To: Distribution 19 Feb 97
From: Martin Nordby
Subject: IR Engineering and Physics Meeting Minutes of 7 February 97
Hard-Copy Distribution:
Bob Bell | 41 | Nadine Kurita | 18 |
Gordon Bowden | 26 | Jim Krebs | 41 |
Pat Burchat | 95 | Harvey Lynch | 41 |
Scott Debarger | 17 | Tom Mattison | 17 |
Hobey DeStaebler | 17 | James Osborn | LBL B71J |
Jonathan Dorfan | 17 | Andy Ringwall | 17 |
Stan Ecklund | 17 | John Seeman | 17 |
John Hodgson | 12 | Mike Sullivan | 17 |
Hank Hsieh | LBL B71J | Uli Wienands | 17 |
David Humphries | LBL 46-161 | Mike Zisman | LBL B71J |
Lew Keller | 41 | ||
Roy Kerth | LBL 50-340 | ||
David Kirkby | 95 |
Electronic Distribution:
Curt Belser | Kay Fox | Jeff Richman | Joe Stieber |
Lou Bertolini | Fred Goozen | Natalie Roe | Jack Tanabe |
Catherine Carr | Alex Grillo | Ross Schlueter | Rick Wilkins |
Al Constable | J. Langton | Knut Skarpaas VIII | Fran Younger |
David Coupal | Georges London | ||
David Coward | Joseph Rasonn | Ben Smith |
Q2 Vacuum Chamber Update
Nadine Kurita and J. Langton reported on progress in laying out the final Q2 Chamber design. The LEB Chamber is squeezed between the BSC's and the pole inside of the Q2 Magnet. Since the BSC dimensions and positions change for running with our without solenoid compensation, and the orbit is different for incoming and outgoing LEB, there are 6 permutations of BSC positions for the chamber to fit around. Also, the Q2 Magnet is offset 5 mm vertically up on the incoming side, and 2 mm down on the outgoing. No "generic" LEB Chamber can fit around all of these permutations without hitting either the pole tip, the octupole trim windings, the main quad septum winding, or encroach on the BSC.

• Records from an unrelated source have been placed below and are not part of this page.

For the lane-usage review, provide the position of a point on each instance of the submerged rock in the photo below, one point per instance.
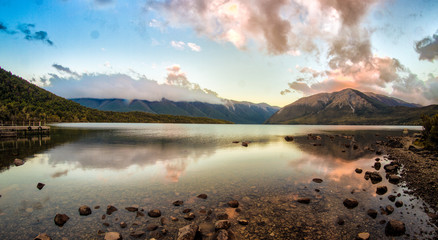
(154, 213)
(381, 190)
(233, 203)
(363, 236)
(137, 234)
(189, 216)
(350, 203)
(243, 222)
(372, 213)
(303, 200)
(395, 228)
(394, 179)
(151, 227)
(187, 232)
(42, 236)
(317, 180)
(289, 138)
(202, 196)
(113, 236)
(374, 176)
(222, 224)
(178, 203)
(18, 162)
(84, 210)
(110, 209)
(61, 219)
(131, 209)
(389, 209)
(40, 186)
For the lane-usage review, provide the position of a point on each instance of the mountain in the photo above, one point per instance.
(237, 112)
(22, 101)
(351, 106)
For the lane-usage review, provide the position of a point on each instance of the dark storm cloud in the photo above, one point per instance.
(428, 48)
(27, 30)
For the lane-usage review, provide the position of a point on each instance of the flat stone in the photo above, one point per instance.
(202, 196)
(113, 236)
(317, 180)
(350, 203)
(18, 162)
(40, 186)
(178, 203)
(363, 236)
(303, 200)
(61, 219)
(189, 216)
(137, 234)
(222, 235)
(110, 209)
(233, 203)
(394, 179)
(381, 190)
(395, 228)
(131, 209)
(151, 227)
(187, 232)
(42, 236)
(222, 224)
(243, 222)
(84, 210)
(154, 213)
(389, 209)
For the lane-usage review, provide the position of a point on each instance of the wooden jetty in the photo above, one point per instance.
(20, 131)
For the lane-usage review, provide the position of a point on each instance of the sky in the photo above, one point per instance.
(272, 51)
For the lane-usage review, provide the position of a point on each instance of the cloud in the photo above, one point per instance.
(4, 29)
(176, 88)
(194, 47)
(103, 2)
(278, 27)
(377, 74)
(34, 36)
(180, 45)
(61, 68)
(428, 48)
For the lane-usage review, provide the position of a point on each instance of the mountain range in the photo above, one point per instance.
(22, 101)
(237, 112)
(351, 106)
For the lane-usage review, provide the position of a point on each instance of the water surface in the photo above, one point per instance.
(152, 165)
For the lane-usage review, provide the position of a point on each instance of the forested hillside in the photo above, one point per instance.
(23, 101)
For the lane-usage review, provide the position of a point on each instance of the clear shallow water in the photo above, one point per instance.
(152, 165)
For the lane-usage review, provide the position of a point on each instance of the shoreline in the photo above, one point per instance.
(419, 171)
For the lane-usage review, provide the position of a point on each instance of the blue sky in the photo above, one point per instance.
(258, 51)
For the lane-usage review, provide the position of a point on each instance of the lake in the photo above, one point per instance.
(149, 166)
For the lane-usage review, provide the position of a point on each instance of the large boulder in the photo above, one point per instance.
(187, 232)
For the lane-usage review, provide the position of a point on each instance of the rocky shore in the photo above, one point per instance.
(419, 170)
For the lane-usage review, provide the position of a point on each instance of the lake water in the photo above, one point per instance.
(152, 165)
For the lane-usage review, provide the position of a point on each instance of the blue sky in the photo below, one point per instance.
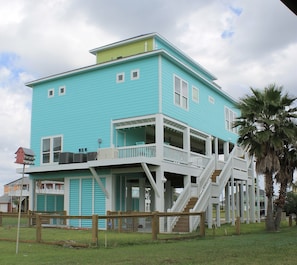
(244, 43)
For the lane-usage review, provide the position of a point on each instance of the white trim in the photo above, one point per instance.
(137, 74)
(51, 93)
(51, 152)
(120, 77)
(181, 92)
(62, 90)
(194, 99)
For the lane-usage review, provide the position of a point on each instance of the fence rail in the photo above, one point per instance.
(114, 218)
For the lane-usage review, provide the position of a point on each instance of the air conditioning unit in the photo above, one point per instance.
(92, 156)
(79, 158)
(65, 158)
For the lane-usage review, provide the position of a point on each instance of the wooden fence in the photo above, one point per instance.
(41, 220)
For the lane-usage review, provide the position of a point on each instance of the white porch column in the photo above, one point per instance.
(247, 202)
(227, 202)
(142, 194)
(129, 196)
(209, 214)
(32, 194)
(226, 150)
(218, 215)
(159, 134)
(237, 200)
(160, 202)
(241, 194)
(232, 200)
(186, 142)
(142, 200)
(208, 146)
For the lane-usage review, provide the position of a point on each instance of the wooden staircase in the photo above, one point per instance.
(182, 224)
(215, 174)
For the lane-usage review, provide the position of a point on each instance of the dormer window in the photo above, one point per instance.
(50, 93)
(134, 74)
(120, 77)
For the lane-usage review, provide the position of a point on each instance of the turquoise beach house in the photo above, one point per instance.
(129, 131)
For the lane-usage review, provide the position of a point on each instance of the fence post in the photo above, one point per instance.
(237, 225)
(38, 228)
(95, 229)
(120, 223)
(202, 224)
(155, 223)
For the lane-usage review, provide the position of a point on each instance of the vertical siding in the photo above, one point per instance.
(74, 200)
(91, 102)
(99, 203)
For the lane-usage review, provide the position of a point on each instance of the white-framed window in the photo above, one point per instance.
(120, 77)
(50, 93)
(134, 74)
(195, 94)
(180, 92)
(62, 90)
(51, 147)
(211, 100)
(230, 117)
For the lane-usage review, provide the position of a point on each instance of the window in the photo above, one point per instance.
(180, 92)
(62, 90)
(120, 77)
(230, 117)
(134, 74)
(211, 99)
(51, 149)
(195, 94)
(50, 93)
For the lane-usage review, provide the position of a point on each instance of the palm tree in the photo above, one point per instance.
(288, 164)
(260, 127)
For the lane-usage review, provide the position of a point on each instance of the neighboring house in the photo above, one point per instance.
(145, 117)
(51, 195)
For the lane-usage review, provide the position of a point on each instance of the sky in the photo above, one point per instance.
(243, 43)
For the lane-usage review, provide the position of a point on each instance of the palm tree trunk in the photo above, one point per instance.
(280, 204)
(269, 223)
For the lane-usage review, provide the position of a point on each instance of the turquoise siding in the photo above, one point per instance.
(51, 203)
(91, 101)
(86, 198)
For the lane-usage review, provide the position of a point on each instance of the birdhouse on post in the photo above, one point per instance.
(24, 156)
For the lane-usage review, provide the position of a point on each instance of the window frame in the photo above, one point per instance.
(118, 77)
(50, 153)
(60, 90)
(132, 72)
(181, 95)
(51, 93)
(230, 117)
(194, 99)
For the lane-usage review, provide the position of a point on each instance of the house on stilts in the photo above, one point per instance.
(146, 118)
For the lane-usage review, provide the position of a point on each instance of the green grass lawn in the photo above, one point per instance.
(253, 246)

This is worsened by the proposal by James Osborn to displace the coil conductor by 4 mm toward the beam to improve Q2 harmonics. Currently, on the in-board end of the magnet, there is 3 mm of clearance between the chamber and the standard coil position., leaving only 2 mm of room for conductor displacement and 1 mm for alignment tolerance for the chamber.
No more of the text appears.